Hartshorn is the antler of male red deer.

==Derivatives==
Various nitrogen compounds were made from hartshorn shavings:
- Oil of hartshorn is a crude chemical product obtained from the destructive distillation of deer antlers.
- Salt of hartshorn refers to ammonium carbonate, an early form of smelling salts and baking powder obtained by dry distillation of oil of hartshorn.
- Spirit of hartshorn (or spirits of hartshorn) is an archaic name for aqueous ammonia. Originally, this term was applied to a solution manufactured from the hooves and antlers of the red deer, as well as those of some other animals. The aqueous solution was colorless and pungent, consisting of about 28.5 percent ammonia. It was used chiefly as a detergent, for removing stains and extracting certain vegetable coloring agents, and in the manufacture of ammonium salts. Later, the term was applied to the partially purified similar products of the action of heat on nitrogenous animal matter generally. Finally, the term was applied to any aqueous solution of ammonia.

== Uses ==
=== Medicine ===
Hartshorn jelly or a decoction of burnt hartshorn in water was used to treat diarrhea. The coal of hartshorn, called calcinated hartshorn, was used as an absorbent, as well as in the treatment of dysentery. Salt of hartshorn (ammonium carbonate) was used as a sudorific for treatment of fevers, and as a smelling salt. Hartshorn was used to treat insect bites, sunstroke, stye, and snakebites.

===Baking===
Hartshorn salt, also known as hartshorn, baker's ammonia, ammonium carbonate and ammonium bicarbonate is used as a leavening agent in baked goods in place of yeast, baking soda and baking powder.

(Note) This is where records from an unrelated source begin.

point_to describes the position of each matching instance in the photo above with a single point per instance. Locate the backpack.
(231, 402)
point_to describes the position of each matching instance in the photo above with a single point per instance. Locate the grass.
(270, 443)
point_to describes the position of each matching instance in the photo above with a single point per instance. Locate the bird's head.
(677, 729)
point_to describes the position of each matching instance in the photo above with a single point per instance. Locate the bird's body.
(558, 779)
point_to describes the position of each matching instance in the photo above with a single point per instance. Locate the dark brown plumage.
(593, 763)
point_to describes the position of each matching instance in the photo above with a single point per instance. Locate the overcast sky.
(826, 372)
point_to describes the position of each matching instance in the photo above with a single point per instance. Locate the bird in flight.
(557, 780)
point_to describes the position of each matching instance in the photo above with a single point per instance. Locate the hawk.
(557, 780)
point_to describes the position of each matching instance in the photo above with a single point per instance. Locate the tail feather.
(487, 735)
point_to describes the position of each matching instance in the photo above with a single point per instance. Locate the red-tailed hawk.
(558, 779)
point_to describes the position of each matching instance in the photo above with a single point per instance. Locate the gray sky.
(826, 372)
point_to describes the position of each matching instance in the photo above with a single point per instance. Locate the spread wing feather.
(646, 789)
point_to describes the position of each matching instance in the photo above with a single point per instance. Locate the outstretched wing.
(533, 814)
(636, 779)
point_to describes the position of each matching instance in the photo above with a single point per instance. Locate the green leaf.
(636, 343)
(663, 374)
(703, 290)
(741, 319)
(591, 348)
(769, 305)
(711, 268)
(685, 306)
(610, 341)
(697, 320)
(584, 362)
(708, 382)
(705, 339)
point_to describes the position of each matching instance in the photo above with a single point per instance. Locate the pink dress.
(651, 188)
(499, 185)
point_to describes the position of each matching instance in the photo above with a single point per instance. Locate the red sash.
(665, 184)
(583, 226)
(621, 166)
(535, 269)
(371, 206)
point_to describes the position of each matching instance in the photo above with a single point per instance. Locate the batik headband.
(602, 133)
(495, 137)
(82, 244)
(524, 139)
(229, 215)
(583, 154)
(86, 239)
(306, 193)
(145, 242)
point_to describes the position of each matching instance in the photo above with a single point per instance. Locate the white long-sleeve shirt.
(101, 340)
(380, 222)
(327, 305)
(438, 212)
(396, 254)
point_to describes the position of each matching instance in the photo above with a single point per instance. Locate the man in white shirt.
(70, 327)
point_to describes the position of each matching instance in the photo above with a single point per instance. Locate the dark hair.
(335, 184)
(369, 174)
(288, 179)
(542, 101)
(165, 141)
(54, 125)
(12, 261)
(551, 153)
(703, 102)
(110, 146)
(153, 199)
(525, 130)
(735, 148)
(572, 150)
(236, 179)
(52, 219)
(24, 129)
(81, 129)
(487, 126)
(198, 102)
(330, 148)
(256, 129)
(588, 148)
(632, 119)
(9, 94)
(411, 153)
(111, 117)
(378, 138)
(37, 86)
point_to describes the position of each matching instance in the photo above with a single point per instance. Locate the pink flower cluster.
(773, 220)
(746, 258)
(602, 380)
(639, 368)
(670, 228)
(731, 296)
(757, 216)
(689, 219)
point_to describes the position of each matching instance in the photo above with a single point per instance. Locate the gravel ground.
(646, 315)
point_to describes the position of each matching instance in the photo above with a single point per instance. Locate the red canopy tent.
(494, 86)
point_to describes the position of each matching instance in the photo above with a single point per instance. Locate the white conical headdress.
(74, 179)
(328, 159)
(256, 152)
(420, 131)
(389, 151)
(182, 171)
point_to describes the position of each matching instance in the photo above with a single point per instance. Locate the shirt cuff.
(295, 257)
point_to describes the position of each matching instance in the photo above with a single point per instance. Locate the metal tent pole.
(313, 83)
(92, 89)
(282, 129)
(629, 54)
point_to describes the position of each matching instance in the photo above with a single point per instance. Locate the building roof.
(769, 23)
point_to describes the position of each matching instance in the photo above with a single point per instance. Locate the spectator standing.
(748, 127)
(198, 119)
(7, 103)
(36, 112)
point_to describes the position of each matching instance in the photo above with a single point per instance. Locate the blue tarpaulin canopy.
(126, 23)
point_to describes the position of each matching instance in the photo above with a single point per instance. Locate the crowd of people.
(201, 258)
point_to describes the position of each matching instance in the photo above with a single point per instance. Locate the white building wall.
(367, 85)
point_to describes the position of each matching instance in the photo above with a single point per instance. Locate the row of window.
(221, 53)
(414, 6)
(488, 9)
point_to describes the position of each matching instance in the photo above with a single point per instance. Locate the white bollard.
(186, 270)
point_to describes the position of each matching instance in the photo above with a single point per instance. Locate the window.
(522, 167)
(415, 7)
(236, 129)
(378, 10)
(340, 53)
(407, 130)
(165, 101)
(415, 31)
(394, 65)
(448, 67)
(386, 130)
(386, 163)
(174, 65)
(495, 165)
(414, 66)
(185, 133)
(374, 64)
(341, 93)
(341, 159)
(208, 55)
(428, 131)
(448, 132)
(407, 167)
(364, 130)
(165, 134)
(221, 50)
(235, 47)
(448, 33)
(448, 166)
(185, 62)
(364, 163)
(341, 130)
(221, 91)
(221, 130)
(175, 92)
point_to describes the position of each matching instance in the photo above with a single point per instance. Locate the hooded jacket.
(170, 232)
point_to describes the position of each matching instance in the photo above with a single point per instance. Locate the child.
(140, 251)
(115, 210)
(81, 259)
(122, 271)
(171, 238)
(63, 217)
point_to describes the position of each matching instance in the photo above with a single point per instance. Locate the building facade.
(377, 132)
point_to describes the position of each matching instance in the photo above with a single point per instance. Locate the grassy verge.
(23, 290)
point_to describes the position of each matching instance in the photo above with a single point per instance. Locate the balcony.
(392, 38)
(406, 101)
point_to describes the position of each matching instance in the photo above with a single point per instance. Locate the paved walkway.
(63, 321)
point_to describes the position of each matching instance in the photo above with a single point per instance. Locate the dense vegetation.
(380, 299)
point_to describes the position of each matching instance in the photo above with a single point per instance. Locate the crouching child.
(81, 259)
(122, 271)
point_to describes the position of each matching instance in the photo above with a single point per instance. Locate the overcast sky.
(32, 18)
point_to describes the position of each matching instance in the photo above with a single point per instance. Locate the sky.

It was more popular in the 1700s and prior as a forerunner of the modern baking powder but is still used today in traditional German, Swiss, Polish, Dutch and Nordic recipes such as

- amoniaczki and drömmar (Polish and Swedish sugar cookies)
- loftkökur (Icelandic chocolate cookies)
- hafrakex (Icelandic oatmeal cookies)
- Basler Läckerli (Swiss and German citrus gingerbread)
- speculoos (Dutch, Belgian and German illustrated Christmas cookies, aka windmill cookies)
- Springerle (German illustrated Christmas crackers)
- lefse (Norwegian potato flatbread)

A half-teaspoon of hartshorn salt can substitute for one teaspoon of baking powder, and this is commonly done in Americanized recipes. However hartshorn salt is different from baking powder in that the goods baked with hartshorn salt are crispier, retain intricate designs better, and can be kept out in the open air for longer without becoming stale or hard.

Hartshorn salt and freshly-baked goods made from it smell of ammonia. When heated, the ammonia and carbon dioxide gases are released, and the smell eventually dissipates. The use of hartshorn may turn some ingredients green, such as sunflower seeds.

====Safety concerns====
Ammonia released during the baking process reacts with glucose and fructose to form intermediate molecules that in turn, react with asparagine (an amino acid found in nuts, seeds, and whole grains) to form acrylamide, a carcinogen.